Pemahaman pustakawan saat ini bahwa dalam menghadapi era digitalisasi perpustakaan harus
mampu merubah proses perubahan data analog menjadi digital dengan kaitannya dengan dunia
industri. Seperti perubahan buku, majalah, surat kabar, foto, penyimpanan rekaman suara, film
menjadi data terbacakan komputer dan proses konvergensi data-data tersebut di dalam proses
digital. Agar tidak terlalu menyimpang jauh dari jalur kajiannya, perpustakaan haruslah
memutuskan bahwa mereka lebih menekankan pada isi (content) koleksi dengan penekanan pada
Perubahan paradigma keilmuwan tentang konsepsi perpustakaan bahwa perpustakaan
harus berubah drastis sesuai dengan tuntutan era digital dengan media virtual saat ini. Semula
perpustakaan yang hanya berpatokan pada konsepsi nirlaba dan menjauhkan diri dari aspek
bisnis haruslah berubah pada orientasi industri yang nyata-nyata berpikir bisnis dan komersial
(Prisgunanto: 2001). Perubahan paradigma ini dilakukan untuk menghindari kemungkinan
semakin tersingkirnya para pustakawan Indonesia saat ini di era digital nanti. Mereka juga harus
memiliki dasar dan bahkan menjadi pelaku bisnis dan pembuat lapangan pekerjaan baru dengan
modal informasi terpasang di internet. Bukan malah menjadi tenaga pekerja clerical data, seperti
yang diarahkan oleh hampir semua jurusan ilmu perpustakaan di Indonesia saat ini bila
bercermin dari model kurikulum pengajarannya. Kebanyakan mereka hanya diajarkan ‘melulu’
muatan masalah teknis clerical yang malah kelak akan ditinggalkan pada era digital ke depan.
Bila semua hal tersebut tidak diubah, mungkin di era masyarakat informasi mendatang profesi
pustakawan di Indonesia akan hilang dan diisi oleh pelaku industri media yang dianggap lebih
memiliki potensi lebih. Oleh karena itu dipertanyakan lagi, mau kemana perpustakaan kita?
Daftar Pustaka
Pandit, Putu Laxman.2006. Teknologi di Perpustakaan. Makalah Diskusi di Jurusan Ilmu Perpustakan Universitas Indonesia. Jakarta.
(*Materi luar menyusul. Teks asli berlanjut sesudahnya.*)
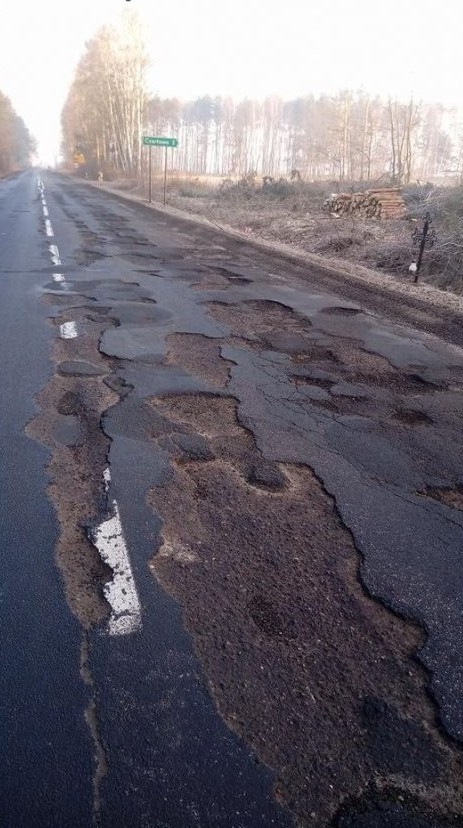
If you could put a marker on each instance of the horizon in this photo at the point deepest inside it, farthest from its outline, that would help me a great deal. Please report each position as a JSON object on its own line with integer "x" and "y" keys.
{"x": 241, "y": 52}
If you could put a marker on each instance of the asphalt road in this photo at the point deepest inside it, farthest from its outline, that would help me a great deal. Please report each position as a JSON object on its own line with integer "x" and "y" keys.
{"x": 231, "y": 511}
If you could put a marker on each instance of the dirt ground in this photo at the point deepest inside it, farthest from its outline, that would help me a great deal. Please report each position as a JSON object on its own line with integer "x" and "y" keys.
{"x": 300, "y": 221}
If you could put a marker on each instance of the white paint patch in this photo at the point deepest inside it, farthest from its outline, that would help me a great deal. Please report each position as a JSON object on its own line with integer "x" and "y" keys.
{"x": 121, "y": 592}
{"x": 55, "y": 254}
{"x": 68, "y": 330}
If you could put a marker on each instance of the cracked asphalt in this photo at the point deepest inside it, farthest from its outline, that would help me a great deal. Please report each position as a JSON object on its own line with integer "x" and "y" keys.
{"x": 285, "y": 448}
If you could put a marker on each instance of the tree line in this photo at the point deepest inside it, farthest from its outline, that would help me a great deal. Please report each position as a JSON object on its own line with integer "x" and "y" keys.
{"x": 351, "y": 136}
{"x": 16, "y": 143}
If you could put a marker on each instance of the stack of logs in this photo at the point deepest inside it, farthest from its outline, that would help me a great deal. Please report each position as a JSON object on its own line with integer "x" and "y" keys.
{"x": 384, "y": 203}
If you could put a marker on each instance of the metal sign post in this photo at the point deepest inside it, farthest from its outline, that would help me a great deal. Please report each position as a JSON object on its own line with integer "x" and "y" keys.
{"x": 425, "y": 238}
{"x": 154, "y": 141}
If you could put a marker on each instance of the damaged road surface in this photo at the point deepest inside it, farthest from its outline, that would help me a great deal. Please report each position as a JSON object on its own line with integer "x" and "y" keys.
{"x": 232, "y": 512}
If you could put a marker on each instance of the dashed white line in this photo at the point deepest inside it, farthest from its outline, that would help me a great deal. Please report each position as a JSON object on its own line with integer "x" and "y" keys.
{"x": 55, "y": 254}
{"x": 68, "y": 330}
{"x": 121, "y": 592}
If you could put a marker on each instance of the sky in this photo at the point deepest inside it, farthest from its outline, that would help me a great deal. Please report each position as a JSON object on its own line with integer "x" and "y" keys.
{"x": 242, "y": 48}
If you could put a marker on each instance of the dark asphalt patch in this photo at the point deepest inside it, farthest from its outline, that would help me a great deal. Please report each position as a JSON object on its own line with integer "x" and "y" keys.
{"x": 451, "y": 496}
{"x": 268, "y": 581}
{"x": 79, "y": 368}
{"x": 342, "y": 311}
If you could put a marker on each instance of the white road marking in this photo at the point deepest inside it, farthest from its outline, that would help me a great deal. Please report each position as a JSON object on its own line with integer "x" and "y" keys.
{"x": 121, "y": 592}
{"x": 54, "y": 254}
{"x": 68, "y": 330}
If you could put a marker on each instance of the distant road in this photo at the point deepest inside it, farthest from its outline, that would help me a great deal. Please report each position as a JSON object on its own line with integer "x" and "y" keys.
{"x": 231, "y": 502}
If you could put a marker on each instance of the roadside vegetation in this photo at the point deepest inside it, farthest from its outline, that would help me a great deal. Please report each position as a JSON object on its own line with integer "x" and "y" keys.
{"x": 268, "y": 167}
{"x": 16, "y": 143}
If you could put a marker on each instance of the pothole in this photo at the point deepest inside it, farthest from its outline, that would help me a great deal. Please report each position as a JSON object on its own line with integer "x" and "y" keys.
{"x": 451, "y": 496}
{"x": 411, "y": 416}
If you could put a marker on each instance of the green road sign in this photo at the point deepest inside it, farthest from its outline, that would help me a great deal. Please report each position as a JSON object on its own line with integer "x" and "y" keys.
{"x": 149, "y": 140}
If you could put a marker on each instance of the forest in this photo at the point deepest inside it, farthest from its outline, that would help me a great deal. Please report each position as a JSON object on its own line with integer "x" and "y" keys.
{"x": 16, "y": 143}
{"x": 350, "y": 136}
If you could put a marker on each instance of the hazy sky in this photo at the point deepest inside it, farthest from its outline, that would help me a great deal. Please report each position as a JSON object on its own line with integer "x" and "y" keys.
{"x": 244, "y": 48}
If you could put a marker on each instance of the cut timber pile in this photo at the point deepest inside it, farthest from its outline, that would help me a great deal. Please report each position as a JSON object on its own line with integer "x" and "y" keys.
{"x": 384, "y": 203}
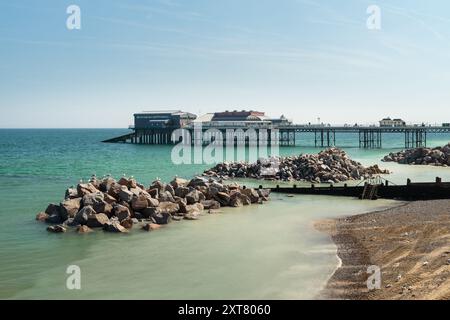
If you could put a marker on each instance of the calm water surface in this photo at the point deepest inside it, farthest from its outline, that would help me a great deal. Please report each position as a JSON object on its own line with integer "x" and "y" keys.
{"x": 262, "y": 252}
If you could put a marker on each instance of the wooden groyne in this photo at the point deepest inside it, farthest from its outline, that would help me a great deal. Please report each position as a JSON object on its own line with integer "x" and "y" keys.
{"x": 411, "y": 191}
Prisgunanto, Ilham. Pertarungan di Dunia Perpustakaan Era Digital. Jakarta : Sinar Harapan, No. 4242 Sabtu, 19 Oktober 2002.
Rahardjo, Budi. Implikasi Teknologi Informasi Dan Internet Terhadap Pendidikan, Bisnis, Dan Pemerintahan. Bandung : Institut Teknologi Bandung. 2000
Supriyanto, Wahyu. Digitalisasi Koleksi Perpustakaan Prospek dan Kendala. Media Informasi, 2002. Yogyakarta.
Supriyanto, Wahyu. Sistem Pengelolaan Database Perpustakaan. Makalah Diklat Perpustakaan di Hotel Garuda 24 September 2007, Yogyakarta.